Carole Benzaken
(née en 1964 à Grenoble)
Carole Benzaken est peintre. Son art s’articule autour de l’image et de sa transposition. L’artiste aime les images et les collecte, comme substrat de son œuvre. Peu importe le sujet, ou presque, car c’est la question du passage que l’artiste explore.
Elle choisit des motifs qu’elle considère cheap : les tulipes au début des années 1990, les photographies de sport ensuite, puis, en 1997, les funérailles de lady Diana. Elle s’inspire d’une image sélectionnée, souvent de très petite taille, puis la peint, l’heure venue, sur une toile de grand format.
Pour By Night, l’artiste a filmé à travers l’écran du pare-brise de sa voiture alors qu’elle conduisait, à Los Angeles, le crépuscule, la lumière changeante et ce qui lui faisait face sur la route : l’arrière d’une voiture, ses feux de nuit, l’ombre de bâtiments bas et d’un palmier, la signalétique urbaine, la lumière artificielle. La nuit tombe et l’environnement s’éclaire d’une vie persistante : le sombre des noirs mats tranche avec la lumière, très blanche et satinée à sa source, colorée et flamboyante sur les pourtours.
A la technique du montage, Carole Benzaken emprunte la possibilité de juxtaposer des médiums aussi différents que la peinture et la vidéo. Tout en encadrant parallèlement l’un et l’autre, « dans une succession de fragments divers rassemblés en frise », elle constitue un objet dont la structure est « assez proche de l’improvisation musicale en jazz ». Question de rythme et de séquence, de couleur aussi, peinte ou sonore.
Dans les années 1990, elle a participé au renouveau de la peinture contemporaine, grâce à l’utilisation d’une palette colorée, lumineuse et à une approche singulière de l’image peinte. En effet, elle collecte des images médiatiques extraites des journaux, d’Internet, au cinéma, elle sélectionne des captures d’écrans ou photographie les paysages urbains, la nature et les individus rencontrés.

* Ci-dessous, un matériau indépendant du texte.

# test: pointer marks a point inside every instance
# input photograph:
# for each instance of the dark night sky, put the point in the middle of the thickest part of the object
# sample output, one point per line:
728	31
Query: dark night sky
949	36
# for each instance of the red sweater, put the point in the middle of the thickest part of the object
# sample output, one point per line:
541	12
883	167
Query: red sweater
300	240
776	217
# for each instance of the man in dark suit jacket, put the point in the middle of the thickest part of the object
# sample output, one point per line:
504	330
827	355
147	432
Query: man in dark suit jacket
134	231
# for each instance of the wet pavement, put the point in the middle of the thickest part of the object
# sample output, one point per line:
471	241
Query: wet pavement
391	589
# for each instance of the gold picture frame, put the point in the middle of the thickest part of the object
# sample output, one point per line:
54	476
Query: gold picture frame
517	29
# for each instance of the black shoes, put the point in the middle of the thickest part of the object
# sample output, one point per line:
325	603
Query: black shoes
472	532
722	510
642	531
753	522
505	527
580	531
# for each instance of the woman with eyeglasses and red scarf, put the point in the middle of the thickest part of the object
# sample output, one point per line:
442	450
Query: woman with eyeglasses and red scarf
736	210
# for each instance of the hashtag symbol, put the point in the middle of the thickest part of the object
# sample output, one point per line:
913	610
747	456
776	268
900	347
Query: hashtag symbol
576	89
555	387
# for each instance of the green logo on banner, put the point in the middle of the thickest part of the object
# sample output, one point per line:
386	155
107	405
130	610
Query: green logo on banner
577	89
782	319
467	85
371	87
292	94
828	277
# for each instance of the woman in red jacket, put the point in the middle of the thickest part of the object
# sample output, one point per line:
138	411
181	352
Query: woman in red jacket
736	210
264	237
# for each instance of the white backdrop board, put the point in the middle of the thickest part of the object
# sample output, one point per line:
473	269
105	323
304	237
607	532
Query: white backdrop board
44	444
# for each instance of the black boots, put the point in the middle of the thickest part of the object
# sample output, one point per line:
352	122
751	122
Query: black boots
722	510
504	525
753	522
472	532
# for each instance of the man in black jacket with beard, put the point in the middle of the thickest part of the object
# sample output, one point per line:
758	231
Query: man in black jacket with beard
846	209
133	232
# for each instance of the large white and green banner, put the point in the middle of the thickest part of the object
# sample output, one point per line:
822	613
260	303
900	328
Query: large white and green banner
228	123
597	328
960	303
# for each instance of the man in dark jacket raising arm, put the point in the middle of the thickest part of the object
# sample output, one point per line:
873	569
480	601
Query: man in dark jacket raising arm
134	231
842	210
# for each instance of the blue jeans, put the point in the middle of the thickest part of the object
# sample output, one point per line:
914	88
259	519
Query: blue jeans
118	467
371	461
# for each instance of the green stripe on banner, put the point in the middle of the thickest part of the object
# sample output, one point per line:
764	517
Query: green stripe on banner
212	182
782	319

À partir de ce flot d’images numériques, elle procède à un travail de reformulation plastique via la peinture où s’entremêlent imaginaires collectifs et personnels.
Carole Benzaken s’attache aux textures, aux détails et aux imperfections de ces images glanées. Elles sont pixélisées, floutées, nous y décelons des formes, des paysages, des figures humaines, noyés dans la couleur et le mouvement. Les toiles, soit des grands formats, soit des formats plus petits présentés les uns à la suite des autres telles les images d’un film dont l’histoire se déroule sous nos yeux. Un rapport à la vidéo et au cinéma qui joue un rôle important dans sa conception même de l’image.
D’Andy Warhol à Gerhard Richter, l’image photographique est un motif de la peinture contemporaine. Ici, ce n’est pas ni une représentation ni une copie d’image, mais l’illustration d’un passage, d’un « transport amoureux ». D’une technique numérique à la peinture, sensuelle et tactile, d’un petit format à une grande toile travaillée énergiquement au sol, plus tard, à Paris.
Les motifs sont les supports de ce mouvement répétitif, comme des thèmes de jazz aux interprétations multiples. La peinture devient l’espace du mouvement inachevé, de la lutte contre la fin. De Los Angeles, ville fluide et insaisissable, l’artiste a retenu « rien que du mouvement et du vide ».